Première posture : exclure l’IA des séances de production. Quand vous travaillez une rédaction, un exercice de maths ou une traduction, l’IA n’a pas sa place. L’objectif est précisément de mettre l’élève en situation de produire seul, d’identifier ses blocages réels, et de les travailler ensemble. Les contrôles en classe, en temps limité, sans accès à Internet, garantissent l’authenticité de la production : c’est le standard de référence pour les examens terminaux. Vos séances à domicile peuvent reproduire cette logique, au moins partiellement.
Deuxième posture : utiliser l’IA comme objet d’analyse. Proposer à l’élève de soumettre une réponse générée par une IA sur un sujet qu’il vient de traiter, puis de la comparer à sa propre production, en identifiant ce que l’IA a mieux fait, moins bien fait, ou tout simplement mal compris. Amener les élèves à douter de l’IA, construire des séances de travail pour en éclairer le fonctionnement, les hallucinations, les manques, les biais, c’est favoriser une distance critique et l’estime par les élèves de leur propre intelligence. Un exercice souvent révélateur : beaucoup d’élèves découvrent avec surprise que leur propre analyse littéraire était plus nuancée que celle de l’outil.
Troisième posture : intégrer l’IA comme outil de révision, pas de production. L’élève peut utiliser une IA pour générer des questions de révision sur un chapitre, obtenir une explication alternative d’une notion qui résiste, ou vérifier une règle grammaticale. À condition d’avoir compris la notion au préalable sinon, il n’a pas les moyens d’évaluer si la réponse est juste ou non.
L’écriture manuscrite n’est pas remplacée par l’IA
L’écriture manuscrite reste centrale dans la mémorisation et la compréhension conceptuelle. Une étude de l’Université de Princeton a montré qu’elle favorise une rétention d’information supérieure de 25% par rapport à la prise de notes numérique.

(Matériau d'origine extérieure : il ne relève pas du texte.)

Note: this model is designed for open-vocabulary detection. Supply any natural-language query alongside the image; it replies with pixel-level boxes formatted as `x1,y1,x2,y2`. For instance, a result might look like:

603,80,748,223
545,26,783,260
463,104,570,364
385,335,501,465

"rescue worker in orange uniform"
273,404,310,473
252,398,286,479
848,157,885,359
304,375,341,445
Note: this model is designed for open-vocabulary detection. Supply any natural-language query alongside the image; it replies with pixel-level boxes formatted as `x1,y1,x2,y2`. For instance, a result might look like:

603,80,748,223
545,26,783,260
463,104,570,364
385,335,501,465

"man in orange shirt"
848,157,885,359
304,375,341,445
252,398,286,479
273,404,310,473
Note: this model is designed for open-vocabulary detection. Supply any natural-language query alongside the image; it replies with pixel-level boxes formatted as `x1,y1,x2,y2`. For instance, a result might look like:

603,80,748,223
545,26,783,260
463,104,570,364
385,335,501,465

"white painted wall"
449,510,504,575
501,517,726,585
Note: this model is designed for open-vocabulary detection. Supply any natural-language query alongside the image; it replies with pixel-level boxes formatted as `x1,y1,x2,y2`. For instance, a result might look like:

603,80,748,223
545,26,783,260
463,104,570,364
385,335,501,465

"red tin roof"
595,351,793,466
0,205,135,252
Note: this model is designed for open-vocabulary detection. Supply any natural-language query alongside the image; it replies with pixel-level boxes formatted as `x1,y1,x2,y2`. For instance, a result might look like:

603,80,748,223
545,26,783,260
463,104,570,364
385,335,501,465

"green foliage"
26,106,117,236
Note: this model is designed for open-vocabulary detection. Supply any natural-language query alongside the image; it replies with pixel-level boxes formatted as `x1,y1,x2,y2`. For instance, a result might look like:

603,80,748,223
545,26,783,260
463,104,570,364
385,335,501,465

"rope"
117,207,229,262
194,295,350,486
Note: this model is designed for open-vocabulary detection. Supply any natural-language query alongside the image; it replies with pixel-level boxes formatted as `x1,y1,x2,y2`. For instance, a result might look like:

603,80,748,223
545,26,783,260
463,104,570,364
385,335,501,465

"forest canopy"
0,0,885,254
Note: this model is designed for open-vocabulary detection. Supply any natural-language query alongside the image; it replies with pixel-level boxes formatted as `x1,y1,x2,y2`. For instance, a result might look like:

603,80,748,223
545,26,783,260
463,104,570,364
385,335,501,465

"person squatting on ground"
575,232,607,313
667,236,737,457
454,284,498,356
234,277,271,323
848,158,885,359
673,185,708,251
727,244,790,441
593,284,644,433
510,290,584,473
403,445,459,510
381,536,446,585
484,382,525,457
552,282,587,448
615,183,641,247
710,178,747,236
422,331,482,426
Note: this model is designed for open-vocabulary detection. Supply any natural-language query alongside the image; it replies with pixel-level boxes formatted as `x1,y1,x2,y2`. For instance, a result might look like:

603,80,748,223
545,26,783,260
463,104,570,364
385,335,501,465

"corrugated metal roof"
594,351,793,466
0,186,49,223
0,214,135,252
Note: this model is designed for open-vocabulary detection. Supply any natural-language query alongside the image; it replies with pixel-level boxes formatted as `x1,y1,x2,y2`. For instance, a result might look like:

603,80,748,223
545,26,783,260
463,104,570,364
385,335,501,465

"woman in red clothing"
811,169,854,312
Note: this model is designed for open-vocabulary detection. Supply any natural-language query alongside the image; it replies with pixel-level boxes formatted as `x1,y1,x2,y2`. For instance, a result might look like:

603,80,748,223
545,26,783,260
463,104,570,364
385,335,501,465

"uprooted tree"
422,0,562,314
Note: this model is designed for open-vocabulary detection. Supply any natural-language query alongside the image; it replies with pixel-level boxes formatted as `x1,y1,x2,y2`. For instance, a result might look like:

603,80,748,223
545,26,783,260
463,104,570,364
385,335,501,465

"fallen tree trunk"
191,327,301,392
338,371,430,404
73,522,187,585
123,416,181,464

Pour vos séances, cela se traduit concrètement : faire écrire à la main, même brièvement, ancre mieux les notions que faire taper. Une règle de grammaire recopiée à la main dans un carnet de cours personnel (avec un exemple choisi par l’élève lui-même) s’imprime différemment qu’une capture d’écran d’une explication générée en deux secondes.
Savoir écrire en 2026, c’est savoir faire entendre sa voix de façon juste et efficace dans une démultiplication des contextes. Le rôle du professeur particulier devient celui d’un pilote qui s’assure que l’élève reste le maître d’œuvre de sa pensée, avec ou sans clavier. Cette formule résume assez bien ce que vous faites en séance, au fond, quel que soit l’outil que l’élève utilise par ailleurs.

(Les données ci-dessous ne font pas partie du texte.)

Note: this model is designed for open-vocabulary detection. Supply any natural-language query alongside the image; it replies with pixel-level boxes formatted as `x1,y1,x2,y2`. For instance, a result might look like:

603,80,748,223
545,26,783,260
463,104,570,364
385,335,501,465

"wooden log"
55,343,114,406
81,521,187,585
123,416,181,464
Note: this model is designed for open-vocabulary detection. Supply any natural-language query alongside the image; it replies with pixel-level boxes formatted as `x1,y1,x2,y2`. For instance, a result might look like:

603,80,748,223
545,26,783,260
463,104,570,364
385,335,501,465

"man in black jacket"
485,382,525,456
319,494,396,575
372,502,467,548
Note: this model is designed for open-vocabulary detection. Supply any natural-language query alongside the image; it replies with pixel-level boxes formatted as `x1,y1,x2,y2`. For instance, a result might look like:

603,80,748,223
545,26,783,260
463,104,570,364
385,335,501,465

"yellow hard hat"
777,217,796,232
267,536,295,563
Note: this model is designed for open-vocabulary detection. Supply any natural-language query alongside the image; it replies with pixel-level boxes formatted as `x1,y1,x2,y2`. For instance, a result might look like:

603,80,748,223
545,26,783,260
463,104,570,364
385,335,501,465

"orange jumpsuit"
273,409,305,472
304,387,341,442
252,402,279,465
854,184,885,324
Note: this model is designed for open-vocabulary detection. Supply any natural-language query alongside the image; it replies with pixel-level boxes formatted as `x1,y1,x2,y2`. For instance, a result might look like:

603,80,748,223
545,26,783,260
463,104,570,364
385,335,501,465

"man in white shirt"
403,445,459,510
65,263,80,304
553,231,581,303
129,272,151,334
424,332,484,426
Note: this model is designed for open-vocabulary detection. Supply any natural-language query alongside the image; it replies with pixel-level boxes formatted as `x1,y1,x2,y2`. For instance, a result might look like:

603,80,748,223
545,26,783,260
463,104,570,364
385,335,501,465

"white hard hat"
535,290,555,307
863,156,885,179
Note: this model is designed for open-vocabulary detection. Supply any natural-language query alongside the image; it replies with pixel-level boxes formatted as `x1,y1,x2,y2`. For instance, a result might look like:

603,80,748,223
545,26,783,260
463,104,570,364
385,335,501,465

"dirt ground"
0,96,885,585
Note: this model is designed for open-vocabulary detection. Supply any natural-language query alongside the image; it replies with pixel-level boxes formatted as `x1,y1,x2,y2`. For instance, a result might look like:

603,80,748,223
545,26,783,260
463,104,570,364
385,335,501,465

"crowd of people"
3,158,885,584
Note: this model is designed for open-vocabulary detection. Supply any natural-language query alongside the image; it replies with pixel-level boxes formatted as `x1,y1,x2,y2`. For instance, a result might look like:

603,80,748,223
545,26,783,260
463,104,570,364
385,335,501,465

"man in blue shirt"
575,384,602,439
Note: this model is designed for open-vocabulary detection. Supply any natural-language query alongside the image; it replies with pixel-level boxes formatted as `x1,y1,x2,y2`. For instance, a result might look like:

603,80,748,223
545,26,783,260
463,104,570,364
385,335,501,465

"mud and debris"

Ce débat change-t-il votre posture de professeur particulier ?
Le parcours de formation Pix IA est désormais obligatoire à partir de la rentrée 2026 pour tous les élèves de 4e et de 2nde. L’institution prend acte que l’IA fait partie du paysage éducatif et que les élèves doivent apprendre à en avoir un usage critique et éclairé.

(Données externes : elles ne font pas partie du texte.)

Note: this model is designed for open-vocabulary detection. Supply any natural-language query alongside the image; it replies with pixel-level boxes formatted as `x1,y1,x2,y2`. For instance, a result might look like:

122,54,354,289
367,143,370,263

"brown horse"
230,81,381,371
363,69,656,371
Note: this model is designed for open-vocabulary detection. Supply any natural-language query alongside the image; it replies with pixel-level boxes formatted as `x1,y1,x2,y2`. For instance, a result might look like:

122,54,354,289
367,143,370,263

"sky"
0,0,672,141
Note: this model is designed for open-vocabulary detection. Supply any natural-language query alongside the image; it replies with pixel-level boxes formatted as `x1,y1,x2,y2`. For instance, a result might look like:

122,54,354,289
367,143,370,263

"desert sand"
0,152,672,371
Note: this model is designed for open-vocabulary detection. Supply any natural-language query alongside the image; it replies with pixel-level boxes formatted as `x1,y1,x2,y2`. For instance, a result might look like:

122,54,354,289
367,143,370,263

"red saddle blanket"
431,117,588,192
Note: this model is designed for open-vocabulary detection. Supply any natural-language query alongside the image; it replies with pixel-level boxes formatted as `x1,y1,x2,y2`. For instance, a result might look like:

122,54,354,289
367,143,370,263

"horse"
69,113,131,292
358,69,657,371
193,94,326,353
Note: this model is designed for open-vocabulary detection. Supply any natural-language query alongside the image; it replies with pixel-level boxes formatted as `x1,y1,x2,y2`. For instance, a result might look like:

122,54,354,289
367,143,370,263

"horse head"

Pour vous, professeur particulier, ce contexte renforce la valeur de ce que vous apportez : une interaction humaine, exigeante, adaptée à un élève précis. L’IA peut générer une explication en trois secondes. Elle ne peut pas détecter que cet élève-là bloque sur les fractions depuis le CM2, que sa concentration chute après quarante minutes, ou qu’il a besoin qu’on lui pose la question d’une façon particulière pour que quelque chose se déverrouille.